Mastitis in Small Animals


Clare M. Scully

, MA, DVM, MS, DACT, Louisiana State University, Department of Veterinary Clinical Sciences

Reviewed/Revised Jul 2023

Mastitis is most commonly seen in postpartum lactating bitches. It can, however, occur in nonpregnant dogs with galactorrhea. It may involve only one or multiple glands and it can be chronic or acute.

Etiology of Mastitis in Small Animals

Mastitis is caused by the introduction of bacteria into a mammary gland via nursing, trauma, or hematogenous spread. The bacteria associated with mastitis include Escherichia coli, Staphylococcus spp, and Streptococcus spp, which are all found in the normal skin flora of the bitch. Staphylococcus aureus is the most common bacteria isolated.

The incidence of chronic or subclinical mastitis is unknown and is usually suspected when puppies fail to thrive. The weight of puppies should be monitored daily to be certain they are gaining appropriately.

Clinical Signs of Mastitis in Small Animals

Clinical signs of acute mastitis include:

  • anorexia

  • firm, painful, and warm mammary glands

  • fever

  • decreased maternal interest in puppies

Milk can appear normal, blood-tinged, or purulent.

Diagnosis of Mastitis in Small Animals

Microscopic examination of the milk will show increased degenerative neutrophils and can be diagnostic. The milk from the affected gland should be submitted for microbial culture and antimicrobial susceptibility testing, even if it looks normal.

Differential diagnoses include inflammatory mammary carcinoma in dogs and feline mammary hyperplasia in cats.

Treatment of Mastitis in Small Animals

Treatment of acute or chronic mastitis should include broad-spectrum antimicrobial treatment, which cover both gram-negative and gram-positive organisms. When choosing an antimicrobial, it is important to consider the effects that antimicrobials may have on the offspring. Common empirical choices are cephalexin (15–30 mg/kg, PO, every 8 hours) and amoxicillin-clavulanate (14 mg/kg, PO, every 8–12 hours).

Additional treatments that should be considered are warm or cold compresses on the gland and stripping the teat. Pain medication needs special consideration due to the transfer of those medications via the milk to the pups. The puppies can nurse the nonaffected teats but the bitch may not allow this and milk supplementation may be necessary.

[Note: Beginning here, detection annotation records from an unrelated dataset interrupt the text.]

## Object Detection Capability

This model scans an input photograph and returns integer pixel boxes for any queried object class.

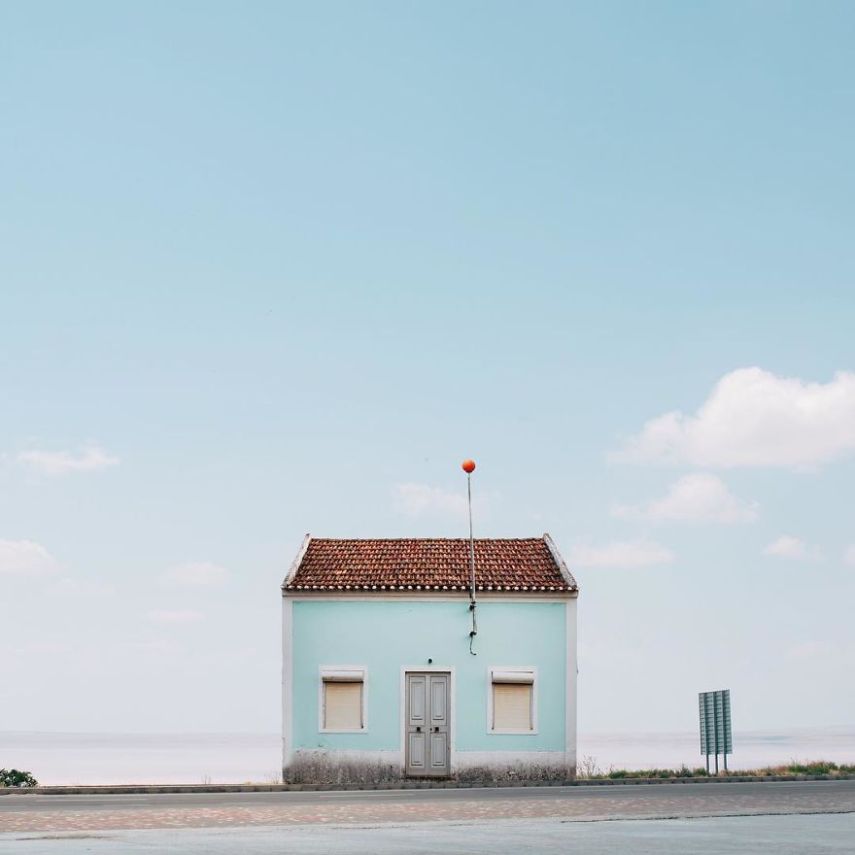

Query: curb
[0,774,855,796]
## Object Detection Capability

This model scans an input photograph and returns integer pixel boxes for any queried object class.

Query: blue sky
[0,2,855,731]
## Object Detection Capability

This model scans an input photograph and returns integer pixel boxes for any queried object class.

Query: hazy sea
[0,727,855,784]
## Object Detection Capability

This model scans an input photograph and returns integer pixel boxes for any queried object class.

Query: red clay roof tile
[283,536,578,592]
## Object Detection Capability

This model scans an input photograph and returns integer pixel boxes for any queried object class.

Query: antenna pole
[461,460,478,656]
[466,472,475,603]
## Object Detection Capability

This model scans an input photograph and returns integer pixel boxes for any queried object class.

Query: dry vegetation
[576,757,855,781]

If acute mastitis is not treated immediately it will spread from gland to gland and can lead to rupture. Abscess or gangrene of the glands can develop rapidly in severe cases and lead to sepsis. If there is evidence of teat rupture, surgical debridement of abscessed or gangrenous tissue may be necessary.

Prevention of Mastitis in Small Animals

Whelping areas and any bedding used should be kept very clean. Claw nails of puppies should be kept trimmed short to avoid trauma to the gland and create an opening for opportunistic bacteria.